Why Hidcote is special
Hidcote is nationally and internationally renowned for its carefully designed garden rooms, tucked away in the Cotswold countryside. Lawrence Johnston developed the gardens between 1907 and 1948 in an outstanding display of garden design to create the optimum conditions for the cultivation and display of his plant collection.
Development of Hidcote
When Lawrence Johnston’s socialite mother Gertrude Winthrop bought Hidcote in 1907, the sales particulars described the garden as comprising of, ‘lawns in front and to the south side of the house, with fine shrubs and a nice Summer House, and a large and productive Kitchen Garden.’ This was to be the foundation on which Lawrence’s garden of corridors and rooms would be created. Very little is known about his plans for the gardens. Other than a few letters, two diaries and a note book, no other documentation survives.
Lawrence Johnston went on many plant-hunting exhibitions abroad to far-flung places such as South Africa, China and the Alps to find rare and unusual species to add to his collection. Today, Hidcote’s plant collection still contains many significant plants of national importance.
Each year Johnston created lists of plants and seeds available for exchange. Many of the plants that he collected are now widely available but still hold an association to Hidcote such as Hidcote Lavender and Hypericum Hidcote among others.
The 1920’s and 1930’s saw Hidcote’s gardens being opened to the public two or three days a year to raise money for worthy causes. The gardens were in their prime and Lawrence Johnston who despite now being in his late 50’s, continued to exchange plants and seeds with his fellow Garden Society members to find new spectacular specimens.

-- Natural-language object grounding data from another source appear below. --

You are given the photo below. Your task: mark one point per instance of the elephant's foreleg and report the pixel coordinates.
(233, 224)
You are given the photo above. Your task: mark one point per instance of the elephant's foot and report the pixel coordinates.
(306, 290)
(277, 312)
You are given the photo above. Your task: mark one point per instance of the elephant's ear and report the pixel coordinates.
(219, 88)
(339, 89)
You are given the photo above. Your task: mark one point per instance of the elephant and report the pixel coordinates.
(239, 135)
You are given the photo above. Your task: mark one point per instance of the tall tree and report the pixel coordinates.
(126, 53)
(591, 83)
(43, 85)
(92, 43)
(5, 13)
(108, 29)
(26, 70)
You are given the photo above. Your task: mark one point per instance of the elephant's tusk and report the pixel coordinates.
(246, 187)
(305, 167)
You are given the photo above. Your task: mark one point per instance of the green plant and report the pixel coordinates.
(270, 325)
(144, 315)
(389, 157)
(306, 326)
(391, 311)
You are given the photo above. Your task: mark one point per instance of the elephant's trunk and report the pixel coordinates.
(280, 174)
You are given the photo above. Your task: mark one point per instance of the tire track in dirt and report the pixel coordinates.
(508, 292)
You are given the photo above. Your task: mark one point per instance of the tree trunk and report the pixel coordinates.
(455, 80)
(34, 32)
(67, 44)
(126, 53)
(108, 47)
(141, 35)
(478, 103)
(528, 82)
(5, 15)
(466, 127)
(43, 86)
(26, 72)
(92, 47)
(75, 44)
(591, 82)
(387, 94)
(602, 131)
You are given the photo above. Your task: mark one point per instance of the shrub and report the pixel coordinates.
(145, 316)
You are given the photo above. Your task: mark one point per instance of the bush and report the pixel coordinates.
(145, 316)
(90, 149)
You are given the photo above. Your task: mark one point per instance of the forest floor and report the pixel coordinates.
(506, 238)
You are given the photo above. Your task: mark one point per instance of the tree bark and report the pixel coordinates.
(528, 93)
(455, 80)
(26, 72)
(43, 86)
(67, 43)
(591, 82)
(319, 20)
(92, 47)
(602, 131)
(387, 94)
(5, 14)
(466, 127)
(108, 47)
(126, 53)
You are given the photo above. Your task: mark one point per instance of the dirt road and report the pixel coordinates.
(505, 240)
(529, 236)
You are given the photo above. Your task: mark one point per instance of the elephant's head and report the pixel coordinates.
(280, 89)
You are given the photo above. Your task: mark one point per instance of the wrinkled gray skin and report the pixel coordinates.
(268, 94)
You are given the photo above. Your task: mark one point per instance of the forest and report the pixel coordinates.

Johnston’s contribution to British horticulture did not go unnoticed and he was recognised by the Royal Horticultural Society in 1948. He was awarded the Veitch Gold Memorial Medal ‘for his work in connexion [sic] with the introduction and cultivation of new plants and for the taste and skill that he has exercised in garden design’.
National Trust steps in
Understanding the significance of what he had created, Lawrence Johnston entered into talks with National Trust to secure Hidcote’s future. After much consideration Hidcote was transferred to the National Trust in 1948 with the help of the Royal Horticultural Society.
This transfer was hugely significant in the National Trust’s history as Hidcote became the first place to be acquired specifically because of its garden and plant collection. The National Trust has now cared for Hidcote for longer than Johnston owned it and the garden has become an iconic example of the ‘English garden’ worldwide.